A taxpayer which provided administrative and bookkeeping services to its labour provider clients (LPCs) was not an ‘other payer’ under reg. 12 of the Income Tax (PAYE) Regulations (the PAYE Regulations) (SI 2003/2682), and might not rely upon reg. 12 to account under its own reference for PAYE in respect of payments whose purpose and effect were to discharge the liability of a client to pay remuneration to its relevant employees. The taxpayer did fall within ITEPA 2003, s. 687(1) but could rely upon s. 687(2) if, and only if, it accounted for PAYE in respect of the relevant payments under the reference of the relevant client.

Facts

The taxpayer provided administrative and financial outsourcing services for its LPCs who were other businesses and agencies. In particular the taxpayer paid earnings to workers who were employed by its clients, even though it did not employ any of those workers itself, and accounted to the Revenue for PAYE and National Insurance contributions (NICs). The taxpayer accepted that the workers were employed by the clients of the taxpayer and that the taxpayer was not the employer of the workers for employment law purposes. It was also common ground that the earnings were emoluments. In respect of the earnings which were paid to the workers, when the taxpayer accounted for PAYE to the Revenue, it used its own employer's PAYE reference and not the employers’ PAYE references of each of its clients. The Revenue contended that the taxpayer was not entitled to account for PAYE in respect of clients’ workers under its own PAYE reference since it was not an ‘other payer’ to be treated as an employer pursuant to reg. 12 of the PAYE Regulations. They were of the view that they were entitled to ask the taxpayer, when accounting for PAYE in respect of earnings paid to workers of other employers, to use the employers’ PAYE references of those other employers rather than its own employer's PAYE reference. The Revenue had to identify the actual employer because it was the liability of the employer to account for the tax and for mistakes and underpayments.

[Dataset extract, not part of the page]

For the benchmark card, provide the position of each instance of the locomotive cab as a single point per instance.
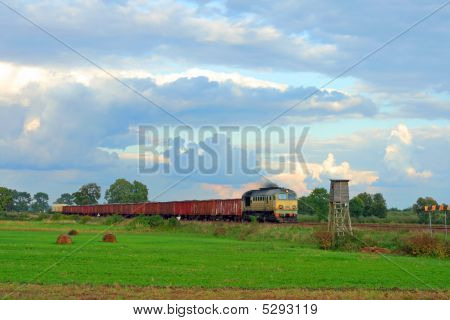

The taxpayer applied for judicial review of a Revenue decision to that effect. It accepted that the LPC was a person who should account to the Revenue for PAYE in respect of payments of PAYE income by the LPC to workers employed by the LPC. However, it contended that, under reg. 12, it was also permitted (and obliged) to account for PAYE, and was permitted to do so under its own reference, in respect of payments made to workers employed by the LPC since the taxpayer was an ‘other payer’ as defined in reg. 2.

Issue

Whether the taxpayer was entitled to account for its clients’ PAYE and VAT liabilities using its own employer reference.

Decision

Kenneth Parker QC (sitting as a deputy High Court judge) (dismissing the application) said that it was common ground that ‘other payer’ and ‘other payee’ in the regulations were mirror images of each other. An ‘other payer’ was putatively making a relevant payment to an ‘other payee’, and an ‘other payee’ was putatively receiving a relevant payment from an ‘other payer’. However, an ‘other payee’ was defined as ‘a person receiving relevant payments in a capacity other than employee, agency worker, or pensioner’. The relevant workers of the LPC in this case were receiving the relevant payments only because they were workers under contract to the LPC (and for PAYE purposes were, therefore, treated as employees of the LPC); and the only capacity in which they received the payments was in the capacity of worker and employee of the LPC. The taxpayer did not, therefore, make any payments to an ‘other payee’, and did not fall within reg. 2 of the PAYE Regulations. There was no justification in the present context for interpreting an ‘other payee’ in any fictitious sense. It was sufficient simply to look at the facts of the case and to determine in what capacity the employee actually received the payment.

Further, the natural interpretation (that the worker was not an ‘other payee’ and the taxpayer was not an ‘other payer’) furthered the objectives of the PAYE system and avoided the potential uncertainty and complexity of the alternative, namely, that an ‘other payer’ might include a person, X, who made a relevant payment to an employee of Y, where the relevant payment discharged an obligation of Y qua employer to the employee in his or her capacity as an employee of Y. Under the alternative, the focus shifted from the employer of the relevant employee to a third party who had no employment relationship with the employee, but who happened to effect the actual transfer of funds to the employee in discharge of the employer's obligation to his employee.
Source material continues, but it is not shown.